American politician (born 1984)

Anne Henderson Haws (born October 18, 1984) is an American attorney and politician serving as a member of the Idaho House of Representatives representing Idaho's 16th legislative district Seat B. A member of the Democratic Party, she was appointed to the seat in July 2025 by Governor Brad Little to fill a vacancy created by the resignation of Todd Achilles.

== Early life and education ==
Haws was born in Machias, Maine. She attended Lewis & Clark College, where she earned a Bachelor of Arts in philosophy and religious studies. She later attended the University of Idaho College of Law, where she served as the editor-in-chief of the Idaho Law Review and earned her Juris Doctor in 2017.

== Legal career ==
Haws is a civil litigator specializing in complex commercial suits and business torts. Her practice includes representing clients in cases involving breach of contract, fraud, defamation, and breach of fiduciary duty. She also provides strategic counsel on the impacts of newly enacted or changing laws and policies. Before entering private practice, she served as a judicial law clerk at the United States District Court for the District of Idaho, completing sequential terms with U.S. Magistrate Judge Candy W. Dale and U.S. District Judge B. Lynn Winmill.

== Academic career ==
Haws serves as an adjunct professor at the University of Idaho College of Law.

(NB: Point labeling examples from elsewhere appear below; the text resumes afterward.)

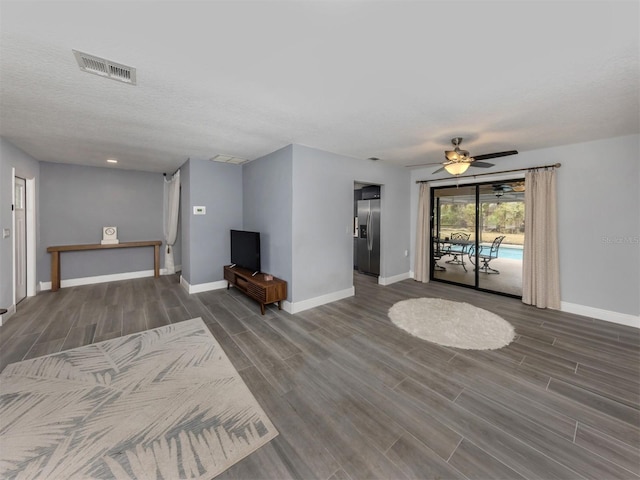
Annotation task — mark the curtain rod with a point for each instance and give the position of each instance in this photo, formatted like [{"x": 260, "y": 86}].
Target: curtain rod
[{"x": 555, "y": 165}]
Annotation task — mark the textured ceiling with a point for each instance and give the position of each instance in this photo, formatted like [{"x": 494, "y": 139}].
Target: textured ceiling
[{"x": 395, "y": 80}]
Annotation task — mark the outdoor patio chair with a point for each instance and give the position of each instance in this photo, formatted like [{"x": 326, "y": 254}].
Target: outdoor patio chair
[
  {"x": 457, "y": 247},
  {"x": 486, "y": 254}
]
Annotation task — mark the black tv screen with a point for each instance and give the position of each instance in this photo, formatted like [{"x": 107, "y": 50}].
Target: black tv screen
[{"x": 245, "y": 249}]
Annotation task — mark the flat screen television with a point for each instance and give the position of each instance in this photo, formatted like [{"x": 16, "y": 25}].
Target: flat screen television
[{"x": 245, "y": 249}]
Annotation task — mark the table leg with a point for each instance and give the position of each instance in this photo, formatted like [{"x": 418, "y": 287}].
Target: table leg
[
  {"x": 55, "y": 271},
  {"x": 156, "y": 261}
]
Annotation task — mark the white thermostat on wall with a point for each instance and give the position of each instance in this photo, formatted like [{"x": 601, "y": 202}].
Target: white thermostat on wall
[{"x": 109, "y": 235}]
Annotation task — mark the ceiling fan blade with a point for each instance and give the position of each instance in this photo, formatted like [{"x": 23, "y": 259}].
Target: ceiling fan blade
[
  {"x": 424, "y": 164},
  {"x": 487, "y": 156},
  {"x": 482, "y": 164}
]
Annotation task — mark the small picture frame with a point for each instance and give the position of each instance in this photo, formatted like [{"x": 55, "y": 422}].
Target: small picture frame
[{"x": 109, "y": 236}]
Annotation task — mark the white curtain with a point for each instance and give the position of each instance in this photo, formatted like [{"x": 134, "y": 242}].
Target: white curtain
[
  {"x": 540, "y": 269},
  {"x": 423, "y": 236},
  {"x": 171, "y": 208}
]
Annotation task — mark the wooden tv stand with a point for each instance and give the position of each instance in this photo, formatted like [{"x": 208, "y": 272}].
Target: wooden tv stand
[{"x": 256, "y": 287}]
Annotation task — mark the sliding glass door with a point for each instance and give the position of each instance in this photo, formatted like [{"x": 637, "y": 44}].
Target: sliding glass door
[
  {"x": 478, "y": 235},
  {"x": 454, "y": 221}
]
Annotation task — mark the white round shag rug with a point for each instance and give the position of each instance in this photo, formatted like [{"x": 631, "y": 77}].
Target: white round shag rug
[{"x": 452, "y": 324}]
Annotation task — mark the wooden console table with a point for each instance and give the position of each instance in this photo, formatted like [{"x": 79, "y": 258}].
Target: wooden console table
[
  {"x": 256, "y": 287},
  {"x": 55, "y": 256}
]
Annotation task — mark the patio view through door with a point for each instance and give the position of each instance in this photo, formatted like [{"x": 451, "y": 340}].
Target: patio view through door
[{"x": 478, "y": 235}]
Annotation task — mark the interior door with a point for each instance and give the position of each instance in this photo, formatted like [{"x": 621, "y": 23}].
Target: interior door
[{"x": 20, "y": 238}]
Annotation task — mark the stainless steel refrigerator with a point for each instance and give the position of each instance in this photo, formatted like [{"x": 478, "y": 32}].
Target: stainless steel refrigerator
[{"x": 369, "y": 236}]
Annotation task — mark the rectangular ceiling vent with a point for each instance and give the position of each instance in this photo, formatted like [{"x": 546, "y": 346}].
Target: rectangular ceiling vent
[
  {"x": 105, "y": 68},
  {"x": 228, "y": 159}
]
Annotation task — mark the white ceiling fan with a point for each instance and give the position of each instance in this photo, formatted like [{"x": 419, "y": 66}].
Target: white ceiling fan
[{"x": 458, "y": 160}]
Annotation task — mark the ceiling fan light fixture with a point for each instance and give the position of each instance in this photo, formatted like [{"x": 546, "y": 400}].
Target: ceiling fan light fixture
[{"x": 457, "y": 168}]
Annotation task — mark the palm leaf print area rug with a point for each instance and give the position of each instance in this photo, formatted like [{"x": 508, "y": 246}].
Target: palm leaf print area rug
[{"x": 161, "y": 404}]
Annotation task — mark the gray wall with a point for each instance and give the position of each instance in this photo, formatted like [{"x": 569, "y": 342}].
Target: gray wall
[
  {"x": 218, "y": 187},
  {"x": 26, "y": 167},
  {"x": 323, "y": 185},
  {"x": 598, "y": 216},
  {"x": 77, "y": 201},
  {"x": 268, "y": 198}
]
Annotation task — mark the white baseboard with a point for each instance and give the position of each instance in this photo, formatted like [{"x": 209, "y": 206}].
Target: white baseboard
[
  {"x": 394, "y": 279},
  {"x": 202, "y": 287},
  {"x": 114, "y": 277},
  {"x": 295, "y": 307},
  {"x": 10, "y": 311},
  {"x": 600, "y": 314}
]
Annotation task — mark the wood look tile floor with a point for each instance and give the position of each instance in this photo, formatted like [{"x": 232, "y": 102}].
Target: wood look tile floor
[{"x": 354, "y": 397}]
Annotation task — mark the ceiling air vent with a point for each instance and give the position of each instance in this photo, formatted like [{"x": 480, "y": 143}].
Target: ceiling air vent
[
  {"x": 105, "y": 68},
  {"x": 228, "y": 159}
]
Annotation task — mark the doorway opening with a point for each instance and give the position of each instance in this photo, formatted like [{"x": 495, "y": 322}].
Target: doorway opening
[
  {"x": 20, "y": 239},
  {"x": 478, "y": 235}
]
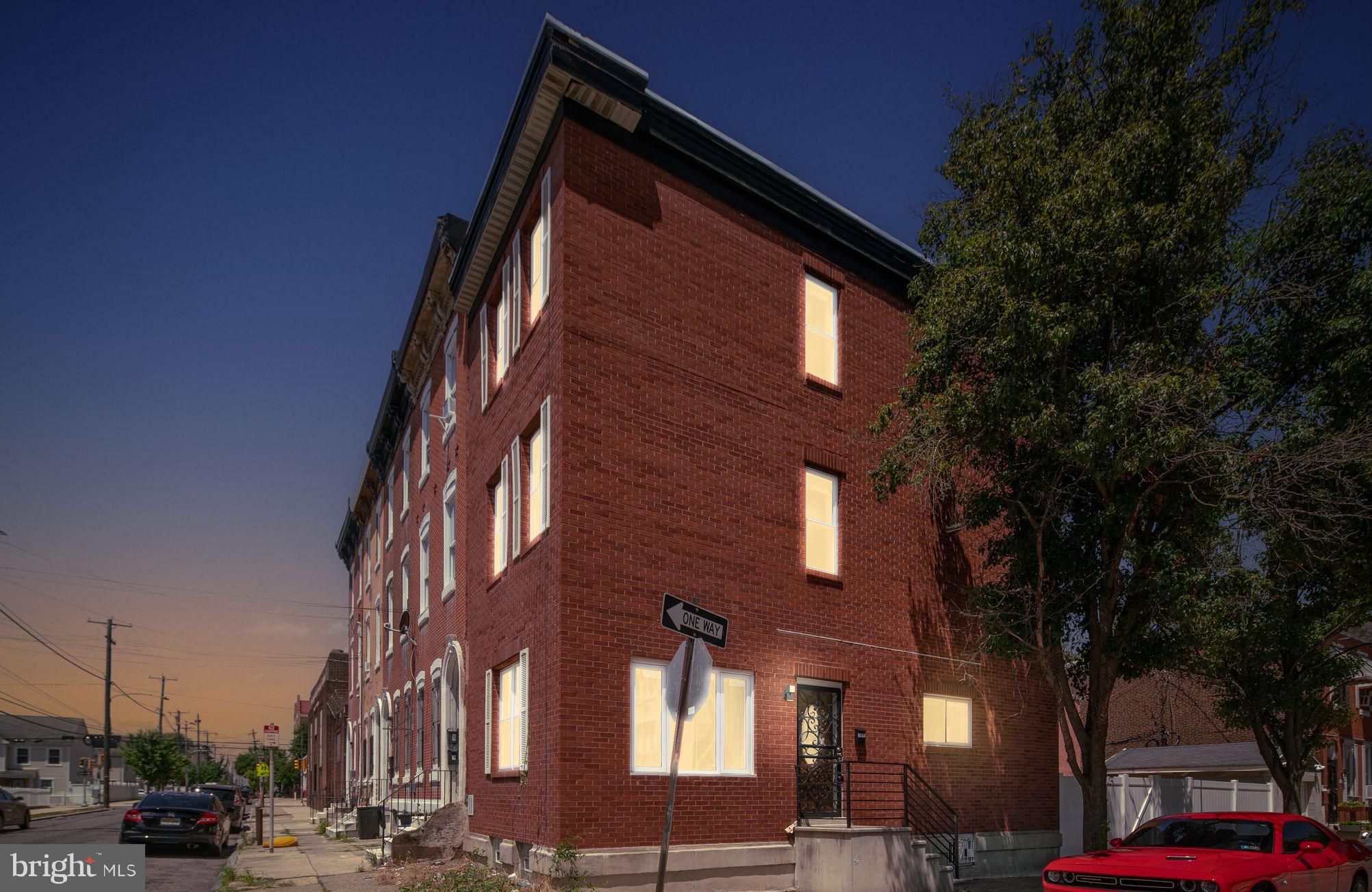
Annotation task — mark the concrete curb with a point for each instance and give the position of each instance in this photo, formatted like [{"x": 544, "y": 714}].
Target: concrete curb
[{"x": 68, "y": 814}]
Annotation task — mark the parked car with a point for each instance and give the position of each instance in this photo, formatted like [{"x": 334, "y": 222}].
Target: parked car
[
  {"x": 1220, "y": 852},
  {"x": 13, "y": 811},
  {"x": 191, "y": 819},
  {"x": 231, "y": 798}
]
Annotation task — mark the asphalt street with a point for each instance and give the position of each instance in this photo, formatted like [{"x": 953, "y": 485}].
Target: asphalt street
[{"x": 169, "y": 869}]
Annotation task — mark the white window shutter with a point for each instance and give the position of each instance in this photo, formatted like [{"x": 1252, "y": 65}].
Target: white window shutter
[
  {"x": 523, "y": 710},
  {"x": 545, "y": 210},
  {"x": 487, "y": 721},
  {"x": 544, "y": 420},
  {"x": 518, "y": 298},
  {"x": 515, "y": 498},
  {"x": 486, "y": 363}
]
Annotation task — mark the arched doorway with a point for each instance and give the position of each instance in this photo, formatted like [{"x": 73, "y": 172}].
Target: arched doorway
[{"x": 452, "y": 774}]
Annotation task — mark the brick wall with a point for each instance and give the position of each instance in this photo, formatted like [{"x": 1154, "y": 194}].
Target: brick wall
[{"x": 687, "y": 422}]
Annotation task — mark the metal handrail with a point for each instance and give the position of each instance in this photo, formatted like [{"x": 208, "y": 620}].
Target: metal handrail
[{"x": 896, "y": 792}]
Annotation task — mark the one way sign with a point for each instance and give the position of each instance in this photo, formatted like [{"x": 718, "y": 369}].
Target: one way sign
[{"x": 694, "y": 622}]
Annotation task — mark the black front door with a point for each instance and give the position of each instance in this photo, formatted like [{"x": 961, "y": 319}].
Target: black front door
[{"x": 820, "y": 751}]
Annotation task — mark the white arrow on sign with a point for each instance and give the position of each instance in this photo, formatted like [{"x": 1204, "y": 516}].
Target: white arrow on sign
[{"x": 698, "y": 691}]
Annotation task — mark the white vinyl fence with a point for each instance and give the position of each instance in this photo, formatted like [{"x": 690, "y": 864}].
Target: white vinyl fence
[{"x": 1138, "y": 799}]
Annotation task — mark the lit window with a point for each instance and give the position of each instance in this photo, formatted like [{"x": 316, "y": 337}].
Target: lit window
[
  {"x": 821, "y": 330},
  {"x": 449, "y": 383},
  {"x": 718, "y": 737},
  {"x": 424, "y": 424},
  {"x": 390, "y": 509},
  {"x": 498, "y": 537},
  {"x": 503, "y": 324},
  {"x": 450, "y": 537},
  {"x": 424, "y": 567},
  {"x": 390, "y": 614},
  {"x": 538, "y": 476},
  {"x": 507, "y": 733},
  {"x": 405, "y": 472},
  {"x": 821, "y": 522},
  {"x": 947, "y": 721},
  {"x": 538, "y": 254}
]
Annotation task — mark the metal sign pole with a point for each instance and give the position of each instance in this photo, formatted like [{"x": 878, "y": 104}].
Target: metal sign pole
[
  {"x": 270, "y": 789},
  {"x": 676, "y": 752}
]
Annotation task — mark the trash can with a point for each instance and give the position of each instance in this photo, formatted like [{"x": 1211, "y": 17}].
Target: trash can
[{"x": 368, "y": 822}]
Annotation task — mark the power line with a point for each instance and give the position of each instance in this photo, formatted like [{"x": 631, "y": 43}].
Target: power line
[{"x": 36, "y": 637}]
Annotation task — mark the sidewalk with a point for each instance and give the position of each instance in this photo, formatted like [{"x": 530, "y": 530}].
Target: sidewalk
[
  {"x": 318, "y": 862},
  {"x": 57, "y": 811}
]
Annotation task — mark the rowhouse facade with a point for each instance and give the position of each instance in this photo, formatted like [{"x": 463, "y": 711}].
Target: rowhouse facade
[{"x": 646, "y": 367}]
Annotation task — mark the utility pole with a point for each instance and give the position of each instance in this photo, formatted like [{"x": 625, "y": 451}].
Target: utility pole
[
  {"x": 162, "y": 699},
  {"x": 109, "y": 665}
]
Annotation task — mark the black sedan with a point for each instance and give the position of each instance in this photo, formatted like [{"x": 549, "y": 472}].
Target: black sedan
[
  {"x": 231, "y": 798},
  {"x": 191, "y": 819},
  {"x": 13, "y": 811}
]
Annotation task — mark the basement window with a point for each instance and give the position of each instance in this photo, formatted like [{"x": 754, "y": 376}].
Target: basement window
[{"x": 947, "y": 721}]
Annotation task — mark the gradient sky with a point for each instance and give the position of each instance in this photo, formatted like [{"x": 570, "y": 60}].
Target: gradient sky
[{"x": 213, "y": 218}]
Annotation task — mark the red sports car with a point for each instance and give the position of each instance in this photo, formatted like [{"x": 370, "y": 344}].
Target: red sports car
[{"x": 1228, "y": 851}]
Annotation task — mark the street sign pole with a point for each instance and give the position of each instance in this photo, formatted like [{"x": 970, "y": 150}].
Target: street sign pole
[{"x": 676, "y": 752}]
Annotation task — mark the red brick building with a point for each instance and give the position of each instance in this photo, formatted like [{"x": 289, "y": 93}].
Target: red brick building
[
  {"x": 646, "y": 367},
  {"x": 327, "y": 736}
]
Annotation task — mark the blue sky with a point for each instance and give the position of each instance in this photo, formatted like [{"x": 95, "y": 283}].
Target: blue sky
[{"x": 213, "y": 218}]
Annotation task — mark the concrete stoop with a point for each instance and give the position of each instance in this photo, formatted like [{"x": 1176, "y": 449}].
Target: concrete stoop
[{"x": 820, "y": 858}]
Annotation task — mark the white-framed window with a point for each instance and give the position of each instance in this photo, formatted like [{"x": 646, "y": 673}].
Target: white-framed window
[
  {"x": 508, "y": 726},
  {"x": 405, "y": 579},
  {"x": 486, "y": 361},
  {"x": 449, "y": 383},
  {"x": 390, "y": 614},
  {"x": 418, "y": 732},
  {"x": 424, "y": 527},
  {"x": 426, "y": 422},
  {"x": 500, "y": 533},
  {"x": 390, "y": 509},
  {"x": 947, "y": 721},
  {"x": 503, "y": 324},
  {"x": 821, "y": 520},
  {"x": 437, "y": 691},
  {"x": 405, "y": 472},
  {"x": 538, "y": 253},
  {"x": 821, "y": 330},
  {"x": 538, "y": 472},
  {"x": 450, "y": 535},
  {"x": 718, "y": 737}
]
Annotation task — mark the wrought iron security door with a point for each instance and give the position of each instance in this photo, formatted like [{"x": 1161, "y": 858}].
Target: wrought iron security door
[{"x": 820, "y": 751}]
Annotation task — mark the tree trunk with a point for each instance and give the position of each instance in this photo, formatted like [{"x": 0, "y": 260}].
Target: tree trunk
[{"x": 1095, "y": 808}]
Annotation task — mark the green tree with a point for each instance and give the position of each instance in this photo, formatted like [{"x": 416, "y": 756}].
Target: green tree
[
  {"x": 1076, "y": 393},
  {"x": 1301, "y": 568},
  {"x": 154, "y": 756}
]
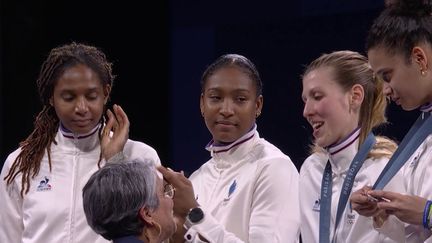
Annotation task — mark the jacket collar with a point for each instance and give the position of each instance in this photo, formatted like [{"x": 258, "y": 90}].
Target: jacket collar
[
  {"x": 342, "y": 153},
  {"x": 227, "y": 154},
  {"x": 66, "y": 140}
]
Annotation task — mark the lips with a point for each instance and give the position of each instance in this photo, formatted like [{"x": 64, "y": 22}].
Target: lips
[
  {"x": 225, "y": 123},
  {"x": 82, "y": 122},
  {"x": 316, "y": 125}
]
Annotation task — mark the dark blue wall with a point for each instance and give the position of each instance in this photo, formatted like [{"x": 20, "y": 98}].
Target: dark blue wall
[{"x": 159, "y": 52}]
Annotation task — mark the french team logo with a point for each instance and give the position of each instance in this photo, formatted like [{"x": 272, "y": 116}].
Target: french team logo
[
  {"x": 316, "y": 205},
  {"x": 231, "y": 190},
  {"x": 44, "y": 185}
]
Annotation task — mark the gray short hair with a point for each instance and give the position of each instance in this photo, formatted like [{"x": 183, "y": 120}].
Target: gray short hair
[{"x": 113, "y": 196}]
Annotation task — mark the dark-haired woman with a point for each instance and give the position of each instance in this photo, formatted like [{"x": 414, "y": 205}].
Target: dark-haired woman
[
  {"x": 40, "y": 190},
  {"x": 399, "y": 48}
]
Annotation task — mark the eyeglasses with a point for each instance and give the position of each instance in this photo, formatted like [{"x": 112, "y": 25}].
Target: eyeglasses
[{"x": 169, "y": 191}]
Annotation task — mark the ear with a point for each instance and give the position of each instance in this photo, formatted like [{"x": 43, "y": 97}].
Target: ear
[
  {"x": 356, "y": 96},
  {"x": 146, "y": 215},
  {"x": 107, "y": 92},
  {"x": 419, "y": 56},
  {"x": 202, "y": 104},
  {"x": 258, "y": 105}
]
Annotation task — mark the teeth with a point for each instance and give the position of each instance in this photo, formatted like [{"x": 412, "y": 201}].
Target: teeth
[{"x": 316, "y": 125}]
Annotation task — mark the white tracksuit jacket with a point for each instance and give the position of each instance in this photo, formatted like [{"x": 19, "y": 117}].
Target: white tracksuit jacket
[
  {"x": 352, "y": 226},
  {"x": 249, "y": 193},
  {"x": 52, "y": 211}
]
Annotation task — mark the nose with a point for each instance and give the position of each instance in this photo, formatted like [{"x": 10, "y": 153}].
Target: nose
[
  {"x": 227, "y": 108},
  {"x": 387, "y": 90},
  {"x": 307, "y": 109},
  {"x": 81, "y": 106}
]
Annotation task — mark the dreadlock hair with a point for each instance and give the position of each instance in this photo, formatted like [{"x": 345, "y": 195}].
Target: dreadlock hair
[
  {"x": 46, "y": 123},
  {"x": 233, "y": 60},
  {"x": 402, "y": 25},
  {"x": 348, "y": 69}
]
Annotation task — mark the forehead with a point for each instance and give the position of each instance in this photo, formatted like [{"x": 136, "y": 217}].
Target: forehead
[
  {"x": 78, "y": 76},
  {"x": 230, "y": 78},
  {"x": 320, "y": 78}
]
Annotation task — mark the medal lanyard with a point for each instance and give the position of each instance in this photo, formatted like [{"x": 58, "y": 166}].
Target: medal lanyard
[
  {"x": 412, "y": 140},
  {"x": 326, "y": 189}
]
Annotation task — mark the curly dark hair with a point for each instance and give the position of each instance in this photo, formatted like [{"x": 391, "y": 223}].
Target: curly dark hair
[{"x": 46, "y": 123}]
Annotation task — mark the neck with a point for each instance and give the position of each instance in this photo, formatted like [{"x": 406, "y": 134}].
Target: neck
[{"x": 150, "y": 235}]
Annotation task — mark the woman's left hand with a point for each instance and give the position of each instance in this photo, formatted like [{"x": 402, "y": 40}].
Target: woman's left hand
[
  {"x": 408, "y": 209},
  {"x": 118, "y": 123}
]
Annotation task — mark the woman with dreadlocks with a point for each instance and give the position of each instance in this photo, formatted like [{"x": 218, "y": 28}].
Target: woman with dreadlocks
[{"x": 40, "y": 190}]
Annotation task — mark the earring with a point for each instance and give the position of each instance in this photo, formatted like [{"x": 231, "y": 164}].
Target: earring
[{"x": 388, "y": 99}]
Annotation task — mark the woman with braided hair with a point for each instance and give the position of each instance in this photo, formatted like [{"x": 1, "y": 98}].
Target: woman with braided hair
[
  {"x": 40, "y": 190},
  {"x": 399, "y": 47}
]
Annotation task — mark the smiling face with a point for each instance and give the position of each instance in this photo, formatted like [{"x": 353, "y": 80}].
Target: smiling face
[
  {"x": 403, "y": 82},
  {"x": 327, "y": 107},
  {"x": 79, "y": 98},
  {"x": 229, "y": 104}
]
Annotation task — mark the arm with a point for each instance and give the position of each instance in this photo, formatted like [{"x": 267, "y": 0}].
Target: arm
[
  {"x": 274, "y": 209},
  {"x": 112, "y": 145},
  {"x": 408, "y": 209},
  {"x": 12, "y": 227}
]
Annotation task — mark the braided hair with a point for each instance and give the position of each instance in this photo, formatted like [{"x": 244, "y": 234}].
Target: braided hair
[{"x": 46, "y": 123}]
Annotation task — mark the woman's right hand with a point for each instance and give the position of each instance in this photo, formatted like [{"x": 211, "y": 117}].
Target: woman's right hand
[
  {"x": 118, "y": 124},
  {"x": 184, "y": 198},
  {"x": 361, "y": 202}
]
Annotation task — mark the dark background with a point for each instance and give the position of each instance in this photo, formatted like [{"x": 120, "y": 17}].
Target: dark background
[{"x": 159, "y": 50}]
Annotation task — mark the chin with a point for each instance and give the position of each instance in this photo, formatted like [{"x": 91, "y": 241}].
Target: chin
[{"x": 409, "y": 107}]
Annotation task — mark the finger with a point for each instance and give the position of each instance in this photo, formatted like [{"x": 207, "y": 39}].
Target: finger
[
  {"x": 121, "y": 116},
  {"x": 387, "y": 206},
  {"x": 167, "y": 174},
  {"x": 385, "y": 194},
  {"x": 109, "y": 125}
]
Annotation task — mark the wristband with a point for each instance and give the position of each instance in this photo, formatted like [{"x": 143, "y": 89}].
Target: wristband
[
  {"x": 426, "y": 214},
  {"x": 429, "y": 217}
]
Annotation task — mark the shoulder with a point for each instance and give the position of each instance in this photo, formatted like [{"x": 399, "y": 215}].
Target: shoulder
[
  {"x": 270, "y": 154},
  {"x": 272, "y": 161},
  {"x": 314, "y": 162},
  {"x": 201, "y": 170},
  {"x": 384, "y": 147}
]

She has taught courses on the Federal Rules of Civil Procedure, Conflicts of Law, and Advanced Torts.

== Political career ==
On July 22, 2025, Haws was appointed to the Idaho House of Representatives to represent District 16 (Seat B), following the resignation of Todd Achilles. She serves on the House Agricultural Affairs, Commerce and Human Resources, and State Affairs committees. Her political work has included serving as lead counsel for Idahoans United for Women and Families, focusing on protecting the constitutional right of Idaho citizens to pass legislation via ballot initiative.